A Week without Ollie

It's been a long week and we miss our little guy terribly, but both of us have reached a certain peace. It's an uneasy one to be sure, but every moment of the day isn't filled with terrible aching (just every other).

We want to thank everyone that has helped out so much over the last year and the last week. It's a journey we never could have made without friends along the way. Your pain was palpable as we said our goodbyes to our angel.

I think the hardest times to come are going to be during those still, calm hours when we are by ourselves.

It's so quiet.

It's hard to imagine that the Darth Vader whoosh-chhhhh of the oxygen concentrator would be a sound a person would miss - but if we were hearing it, it would mean Ollie was still with us.
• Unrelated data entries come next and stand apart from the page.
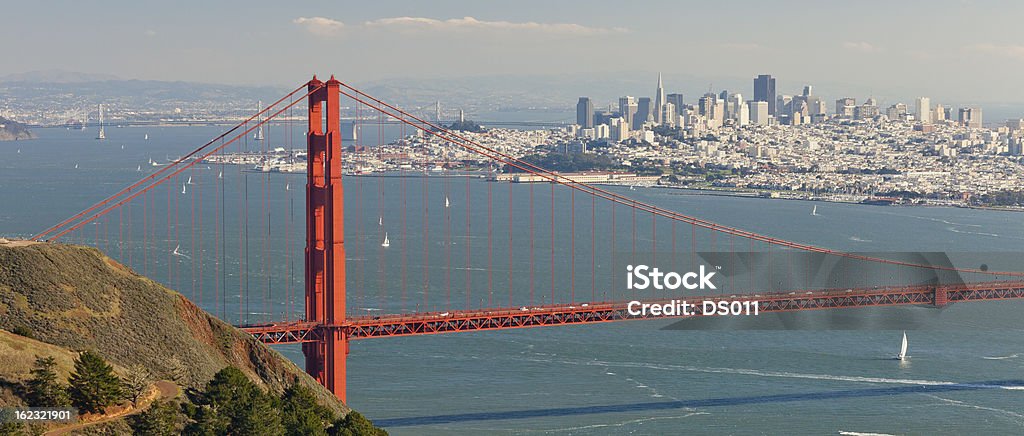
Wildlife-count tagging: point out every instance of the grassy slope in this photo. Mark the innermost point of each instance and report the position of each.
(76, 298)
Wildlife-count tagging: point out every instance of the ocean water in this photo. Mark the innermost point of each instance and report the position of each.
(965, 374)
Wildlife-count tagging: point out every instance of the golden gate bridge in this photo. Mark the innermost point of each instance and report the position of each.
(140, 223)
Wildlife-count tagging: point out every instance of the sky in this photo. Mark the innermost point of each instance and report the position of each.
(964, 50)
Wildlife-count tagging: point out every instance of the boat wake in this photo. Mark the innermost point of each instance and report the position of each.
(1012, 356)
(782, 375)
(957, 403)
(621, 424)
(980, 233)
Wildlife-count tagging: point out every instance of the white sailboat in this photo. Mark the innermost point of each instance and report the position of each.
(902, 351)
(101, 135)
(177, 253)
(259, 132)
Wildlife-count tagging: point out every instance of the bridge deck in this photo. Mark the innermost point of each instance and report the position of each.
(471, 320)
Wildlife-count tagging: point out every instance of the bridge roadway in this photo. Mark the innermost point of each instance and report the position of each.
(561, 314)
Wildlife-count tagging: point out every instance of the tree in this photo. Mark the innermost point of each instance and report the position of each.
(207, 423)
(175, 369)
(137, 383)
(160, 420)
(301, 415)
(247, 408)
(44, 390)
(93, 385)
(355, 424)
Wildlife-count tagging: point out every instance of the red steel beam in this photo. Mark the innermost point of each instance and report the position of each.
(474, 320)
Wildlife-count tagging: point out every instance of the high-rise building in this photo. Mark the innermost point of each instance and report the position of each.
(923, 110)
(866, 111)
(585, 113)
(764, 90)
(644, 113)
(620, 129)
(783, 107)
(627, 108)
(897, 112)
(844, 106)
(743, 114)
(732, 107)
(677, 99)
(669, 115)
(706, 105)
(759, 113)
(658, 99)
(970, 117)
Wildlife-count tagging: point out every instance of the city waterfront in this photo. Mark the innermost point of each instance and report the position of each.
(610, 379)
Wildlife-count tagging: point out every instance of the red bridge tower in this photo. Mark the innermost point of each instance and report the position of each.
(325, 254)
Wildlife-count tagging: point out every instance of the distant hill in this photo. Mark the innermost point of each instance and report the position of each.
(75, 298)
(56, 76)
(11, 130)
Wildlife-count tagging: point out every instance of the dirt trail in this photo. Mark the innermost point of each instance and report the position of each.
(159, 391)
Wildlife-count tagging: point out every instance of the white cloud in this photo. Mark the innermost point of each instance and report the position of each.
(861, 46)
(1009, 50)
(469, 23)
(320, 26)
(740, 46)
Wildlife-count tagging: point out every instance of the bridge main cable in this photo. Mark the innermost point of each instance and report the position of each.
(179, 169)
(153, 176)
(474, 146)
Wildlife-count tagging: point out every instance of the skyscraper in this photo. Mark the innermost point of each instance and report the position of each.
(759, 113)
(585, 113)
(844, 106)
(627, 108)
(677, 100)
(658, 99)
(644, 113)
(764, 90)
(970, 117)
(923, 110)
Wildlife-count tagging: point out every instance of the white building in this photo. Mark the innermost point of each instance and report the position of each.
(759, 113)
(923, 110)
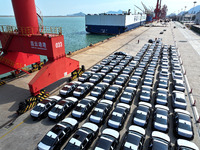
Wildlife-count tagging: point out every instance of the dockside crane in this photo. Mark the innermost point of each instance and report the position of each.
(22, 45)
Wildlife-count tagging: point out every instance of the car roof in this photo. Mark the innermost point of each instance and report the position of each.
(182, 111)
(90, 126)
(160, 135)
(111, 132)
(162, 107)
(182, 142)
(123, 105)
(137, 129)
(71, 121)
(146, 104)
We are making progress, but it's not going to be easy.

I woke up this morning around 5:45am - around the same time we knew for sure he was gone on that awful day a week ago. Hearing an EMT say "there's no pulse and no sound from the heart" is not something any parent should ever have to experience, least of all about their one year old.

Over on Alexa's blog, she mentions the great tragedy in death of "the snuffing out of a whole personality, and the world spinning on as if that personality never existed".

You can feel that process already as we all head back to our homes and we prepare to head back to work. Ollie will always have a place in our hearts - a huge one full of light and sadness and joy and shade - but his presence was so ephemeral that the rest of the world barely knew he was here.

His mom and I are determined to make it known. We'll continue spreading Ollie's story and the story of the countless other SMA children taken by, or living with, this disease. Doctors and OB/Gyns and Genetic Counselors all need to know more and need to know it soon. Too many do not. Changing this means that Ollie's life might put a little hiccup in that spin.

We love you Oliver - you were one of a kind.